As Americans became more and more obsessed with youth and beauty, we led the way with organized industry in the production of costly cosmetics. Theron T. Ponds offered his ''Ponds Extract'' to the public and other manufacturers soon fell in line. The innovative use of preservatives and mass production created an unprecedented choice, and the rest is well, history.

Today's commercial products are often expensive, having vast amounts of money spent on advertising, packaging, distribution and testing which many times includes cruelty to animals. As we consumers become more aware of our health, including our skin, the demand has risen for more natural ingredients and alternatives to the chemically-laden potions on the shelves.

Most of us are not into making our own cosmetics -- as it can be time consuming (although rewarding) -- so here are a few things to keep in mind the next time you're looking for cosmetics and other beauty preparations.

Cosmetics containing petroleum jelly are not good for any kind of skin type They may seal the skin against dirt or grime, but they also attract it. It also seals the skin against moisture that is naturally absorbed from moistened air, or from the ingredients that were combined with it to moisturize.

The kind of oil used is important; almond, avocado, wheatgerm, carrot, coconut and nut kernel oils are particularly skin enriching. Castor oil disperses in water, making it a good vehicle for scented bath oils. Lanolin, a thick, sticky fat obtained from sheep's wool, softens and nourishes the skin.

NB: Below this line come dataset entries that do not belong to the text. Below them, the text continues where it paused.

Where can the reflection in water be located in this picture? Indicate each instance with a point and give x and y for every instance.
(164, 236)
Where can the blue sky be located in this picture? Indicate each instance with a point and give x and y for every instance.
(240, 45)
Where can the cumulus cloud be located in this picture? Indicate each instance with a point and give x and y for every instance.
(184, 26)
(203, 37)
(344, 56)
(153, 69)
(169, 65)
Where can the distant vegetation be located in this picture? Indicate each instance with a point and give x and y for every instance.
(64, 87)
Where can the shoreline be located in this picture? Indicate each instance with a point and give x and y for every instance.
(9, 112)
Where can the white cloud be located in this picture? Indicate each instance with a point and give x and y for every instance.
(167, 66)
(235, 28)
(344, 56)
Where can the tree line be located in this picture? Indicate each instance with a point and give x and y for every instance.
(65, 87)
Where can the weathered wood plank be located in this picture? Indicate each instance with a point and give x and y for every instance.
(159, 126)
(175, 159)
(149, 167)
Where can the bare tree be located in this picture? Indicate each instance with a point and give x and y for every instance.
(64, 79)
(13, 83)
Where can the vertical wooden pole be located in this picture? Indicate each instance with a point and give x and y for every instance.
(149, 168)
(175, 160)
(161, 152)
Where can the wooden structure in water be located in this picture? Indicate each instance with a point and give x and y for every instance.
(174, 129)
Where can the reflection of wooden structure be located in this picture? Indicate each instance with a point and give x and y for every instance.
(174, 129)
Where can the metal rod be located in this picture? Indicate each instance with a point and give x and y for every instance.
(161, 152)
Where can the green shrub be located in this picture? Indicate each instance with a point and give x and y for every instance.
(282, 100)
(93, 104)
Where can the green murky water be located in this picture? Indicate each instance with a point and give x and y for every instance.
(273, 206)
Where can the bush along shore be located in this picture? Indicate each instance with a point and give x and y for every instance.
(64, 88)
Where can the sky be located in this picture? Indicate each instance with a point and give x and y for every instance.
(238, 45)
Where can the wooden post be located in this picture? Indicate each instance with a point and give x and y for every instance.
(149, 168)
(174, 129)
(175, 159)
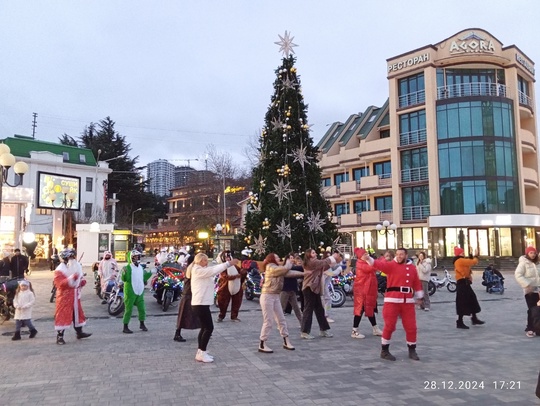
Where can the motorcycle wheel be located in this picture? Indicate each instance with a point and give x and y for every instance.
(167, 300)
(338, 297)
(116, 306)
(432, 288)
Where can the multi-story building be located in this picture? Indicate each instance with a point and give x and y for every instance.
(160, 176)
(64, 185)
(450, 158)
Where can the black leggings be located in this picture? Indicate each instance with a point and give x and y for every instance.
(207, 325)
(531, 299)
(356, 321)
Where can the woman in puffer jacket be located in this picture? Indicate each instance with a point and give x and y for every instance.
(528, 277)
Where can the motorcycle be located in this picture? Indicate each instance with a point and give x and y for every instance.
(7, 293)
(254, 282)
(168, 286)
(116, 297)
(435, 283)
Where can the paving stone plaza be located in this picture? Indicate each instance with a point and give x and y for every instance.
(494, 364)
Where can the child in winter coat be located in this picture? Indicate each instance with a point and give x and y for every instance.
(23, 301)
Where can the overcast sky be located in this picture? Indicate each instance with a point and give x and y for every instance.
(178, 75)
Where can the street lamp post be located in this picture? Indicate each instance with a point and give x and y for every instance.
(65, 203)
(7, 160)
(132, 222)
(218, 229)
(386, 229)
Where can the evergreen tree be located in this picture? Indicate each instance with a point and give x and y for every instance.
(287, 211)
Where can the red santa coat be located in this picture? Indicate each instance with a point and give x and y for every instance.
(403, 282)
(68, 296)
(365, 289)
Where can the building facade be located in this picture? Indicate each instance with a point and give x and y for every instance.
(450, 158)
(160, 175)
(64, 185)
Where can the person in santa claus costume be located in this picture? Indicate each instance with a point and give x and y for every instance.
(403, 287)
(69, 280)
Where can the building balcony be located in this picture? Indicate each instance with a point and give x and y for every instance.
(413, 137)
(471, 89)
(414, 174)
(411, 213)
(528, 141)
(530, 177)
(352, 186)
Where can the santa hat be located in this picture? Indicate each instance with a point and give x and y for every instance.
(359, 252)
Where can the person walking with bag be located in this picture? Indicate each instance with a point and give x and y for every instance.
(423, 266)
(528, 277)
(466, 301)
(365, 294)
(230, 288)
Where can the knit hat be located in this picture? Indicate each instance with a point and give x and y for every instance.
(359, 252)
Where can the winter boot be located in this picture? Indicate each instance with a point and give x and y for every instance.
(178, 337)
(264, 348)
(287, 344)
(460, 324)
(476, 321)
(377, 331)
(412, 352)
(385, 353)
(80, 333)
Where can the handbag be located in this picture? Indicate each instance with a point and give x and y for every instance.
(234, 285)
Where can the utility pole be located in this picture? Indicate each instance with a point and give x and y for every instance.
(34, 125)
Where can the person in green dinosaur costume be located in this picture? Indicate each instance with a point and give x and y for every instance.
(134, 277)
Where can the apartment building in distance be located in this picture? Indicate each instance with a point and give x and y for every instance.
(450, 158)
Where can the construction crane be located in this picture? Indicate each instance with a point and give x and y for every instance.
(185, 160)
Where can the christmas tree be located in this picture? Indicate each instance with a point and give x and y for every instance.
(286, 209)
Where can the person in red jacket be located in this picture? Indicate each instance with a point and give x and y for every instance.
(403, 285)
(365, 294)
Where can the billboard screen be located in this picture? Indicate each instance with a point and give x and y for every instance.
(58, 191)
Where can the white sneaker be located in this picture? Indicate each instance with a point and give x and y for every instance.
(202, 356)
(356, 334)
(326, 333)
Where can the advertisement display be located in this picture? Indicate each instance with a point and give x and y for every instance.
(57, 191)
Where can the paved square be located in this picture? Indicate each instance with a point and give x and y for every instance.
(457, 367)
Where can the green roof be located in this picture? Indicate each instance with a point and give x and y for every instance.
(21, 146)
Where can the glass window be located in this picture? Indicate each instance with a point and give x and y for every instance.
(383, 169)
(340, 177)
(383, 203)
(361, 205)
(89, 183)
(88, 210)
(341, 208)
(359, 173)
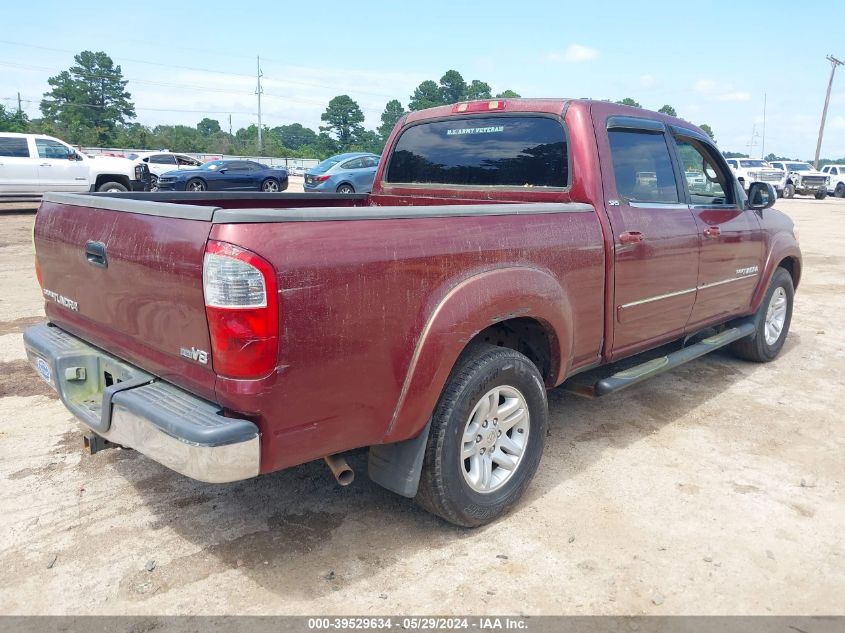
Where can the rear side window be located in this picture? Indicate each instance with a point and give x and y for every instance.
(493, 151)
(642, 166)
(13, 147)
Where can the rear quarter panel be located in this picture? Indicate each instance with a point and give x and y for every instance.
(355, 298)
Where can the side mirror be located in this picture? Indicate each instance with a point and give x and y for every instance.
(761, 195)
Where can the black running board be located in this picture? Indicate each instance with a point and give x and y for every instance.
(632, 376)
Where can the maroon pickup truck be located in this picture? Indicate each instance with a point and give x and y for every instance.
(508, 247)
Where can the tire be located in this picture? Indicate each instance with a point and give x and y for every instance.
(462, 491)
(196, 184)
(271, 185)
(763, 346)
(112, 186)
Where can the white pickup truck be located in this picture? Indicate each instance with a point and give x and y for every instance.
(748, 170)
(802, 178)
(836, 184)
(34, 163)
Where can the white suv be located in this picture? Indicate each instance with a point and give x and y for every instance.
(164, 161)
(748, 170)
(836, 183)
(34, 163)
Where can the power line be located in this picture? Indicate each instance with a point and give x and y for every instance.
(833, 64)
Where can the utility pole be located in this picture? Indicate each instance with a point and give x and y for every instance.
(258, 91)
(833, 64)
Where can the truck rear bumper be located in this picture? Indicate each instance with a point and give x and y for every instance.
(130, 407)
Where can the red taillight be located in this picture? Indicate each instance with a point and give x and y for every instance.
(242, 307)
(479, 106)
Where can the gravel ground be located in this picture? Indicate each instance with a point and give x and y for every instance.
(714, 489)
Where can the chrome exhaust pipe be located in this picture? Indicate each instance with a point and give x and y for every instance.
(340, 469)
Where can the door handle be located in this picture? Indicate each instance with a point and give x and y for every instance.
(631, 237)
(95, 253)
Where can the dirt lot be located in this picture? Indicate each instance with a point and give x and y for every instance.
(715, 489)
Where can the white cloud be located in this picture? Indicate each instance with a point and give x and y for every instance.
(734, 96)
(648, 81)
(574, 53)
(718, 91)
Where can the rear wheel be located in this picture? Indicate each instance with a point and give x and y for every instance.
(196, 184)
(112, 187)
(771, 320)
(271, 185)
(487, 436)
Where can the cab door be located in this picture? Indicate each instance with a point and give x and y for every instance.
(59, 168)
(18, 171)
(731, 241)
(655, 237)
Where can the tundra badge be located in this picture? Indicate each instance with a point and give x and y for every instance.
(200, 356)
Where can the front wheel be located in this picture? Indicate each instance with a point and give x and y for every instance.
(271, 185)
(771, 321)
(487, 436)
(195, 185)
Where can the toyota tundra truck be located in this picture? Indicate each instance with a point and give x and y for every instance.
(508, 247)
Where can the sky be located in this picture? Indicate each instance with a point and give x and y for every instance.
(714, 61)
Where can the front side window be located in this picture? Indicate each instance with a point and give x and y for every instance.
(706, 179)
(51, 149)
(510, 151)
(163, 159)
(642, 166)
(13, 147)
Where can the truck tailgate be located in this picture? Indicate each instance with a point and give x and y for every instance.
(131, 284)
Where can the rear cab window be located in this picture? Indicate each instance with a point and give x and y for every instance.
(498, 151)
(14, 147)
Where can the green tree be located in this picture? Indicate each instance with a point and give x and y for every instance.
(478, 90)
(208, 127)
(294, 135)
(708, 131)
(343, 118)
(89, 100)
(393, 111)
(453, 88)
(426, 95)
(16, 121)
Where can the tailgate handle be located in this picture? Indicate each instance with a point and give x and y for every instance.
(95, 253)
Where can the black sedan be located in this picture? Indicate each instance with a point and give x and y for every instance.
(226, 175)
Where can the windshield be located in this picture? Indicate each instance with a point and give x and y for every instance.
(212, 165)
(798, 167)
(325, 165)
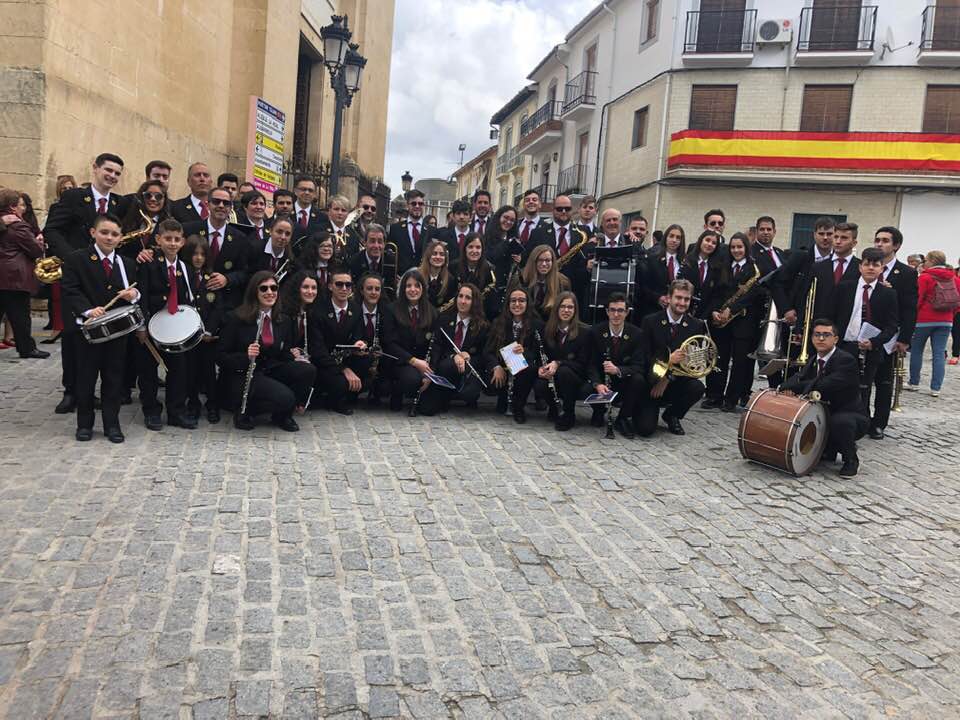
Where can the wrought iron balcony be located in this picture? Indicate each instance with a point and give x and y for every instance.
(718, 32)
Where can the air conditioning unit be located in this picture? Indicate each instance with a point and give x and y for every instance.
(775, 32)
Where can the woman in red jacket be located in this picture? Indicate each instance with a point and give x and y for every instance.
(19, 248)
(933, 321)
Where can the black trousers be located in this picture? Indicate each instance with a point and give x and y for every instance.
(15, 304)
(176, 383)
(276, 390)
(681, 395)
(845, 429)
(106, 361)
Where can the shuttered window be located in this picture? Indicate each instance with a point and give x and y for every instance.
(941, 114)
(826, 108)
(713, 107)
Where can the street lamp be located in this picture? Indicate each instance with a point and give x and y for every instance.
(346, 66)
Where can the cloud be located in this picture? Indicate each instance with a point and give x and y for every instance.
(455, 63)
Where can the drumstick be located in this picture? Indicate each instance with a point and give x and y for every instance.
(110, 304)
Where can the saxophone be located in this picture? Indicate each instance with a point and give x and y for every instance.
(733, 299)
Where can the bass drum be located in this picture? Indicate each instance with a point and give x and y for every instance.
(614, 270)
(783, 431)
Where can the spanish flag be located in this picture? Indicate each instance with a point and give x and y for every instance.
(857, 151)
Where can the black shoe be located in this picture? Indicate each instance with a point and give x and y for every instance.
(850, 466)
(67, 405)
(185, 422)
(622, 426)
(596, 420)
(36, 355)
(673, 425)
(288, 424)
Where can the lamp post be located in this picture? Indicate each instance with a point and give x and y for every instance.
(346, 66)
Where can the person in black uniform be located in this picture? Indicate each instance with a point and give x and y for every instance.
(202, 360)
(566, 345)
(519, 323)
(164, 286)
(280, 384)
(616, 353)
(903, 280)
(833, 373)
(92, 277)
(410, 340)
(662, 335)
(68, 229)
(866, 300)
(467, 328)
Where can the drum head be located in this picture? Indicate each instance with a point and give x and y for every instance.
(169, 329)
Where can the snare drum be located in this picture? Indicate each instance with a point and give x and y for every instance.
(113, 324)
(783, 431)
(176, 333)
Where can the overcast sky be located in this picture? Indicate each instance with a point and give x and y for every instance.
(455, 63)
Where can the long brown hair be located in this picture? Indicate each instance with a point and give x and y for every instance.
(250, 307)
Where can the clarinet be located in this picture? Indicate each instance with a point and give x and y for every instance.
(606, 381)
(516, 337)
(550, 383)
(416, 400)
(250, 369)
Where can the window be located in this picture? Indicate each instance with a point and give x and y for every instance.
(941, 114)
(639, 128)
(651, 20)
(802, 233)
(826, 108)
(712, 107)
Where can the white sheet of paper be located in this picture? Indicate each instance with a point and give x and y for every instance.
(515, 362)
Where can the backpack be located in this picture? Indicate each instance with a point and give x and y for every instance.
(945, 297)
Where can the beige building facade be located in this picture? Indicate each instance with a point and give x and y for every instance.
(172, 80)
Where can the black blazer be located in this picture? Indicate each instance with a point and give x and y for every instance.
(154, 286)
(85, 285)
(883, 310)
(838, 384)
(71, 217)
(656, 343)
(231, 261)
(903, 279)
(629, 357)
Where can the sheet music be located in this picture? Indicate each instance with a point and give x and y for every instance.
(515, 361)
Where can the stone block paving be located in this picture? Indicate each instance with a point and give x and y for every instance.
(464, 567)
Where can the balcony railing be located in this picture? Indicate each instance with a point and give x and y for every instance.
(545, 113)
(720, 31)
(572, 180)
(581, 90)
(941, 29)
(842, 28)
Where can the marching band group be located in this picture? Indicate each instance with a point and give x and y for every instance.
(315, 308)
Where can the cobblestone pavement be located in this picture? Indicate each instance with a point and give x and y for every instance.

Another common ingredient seen in cosmetics that is good for the skin is honey. It softens, heals and binds ingredients together. Vinegar is used to soften, cleanse and soothe the skin. Natural astringents such as rose, nettle, and witch hazel can give the skin a clean smooth feeling. Lemon, chamomile, cucumber and lavender all have soothing properties that heal and soothe.

Working with more natural potions for your skin care can be fun and very healing. The skin not only has the ability to excrete, but to absorb, so whatever you put on our skin can be absorbed into the body. Remember, too, that skin health and beauty will come more naturally if you choose a diet of healthy whole foods, pure water and air.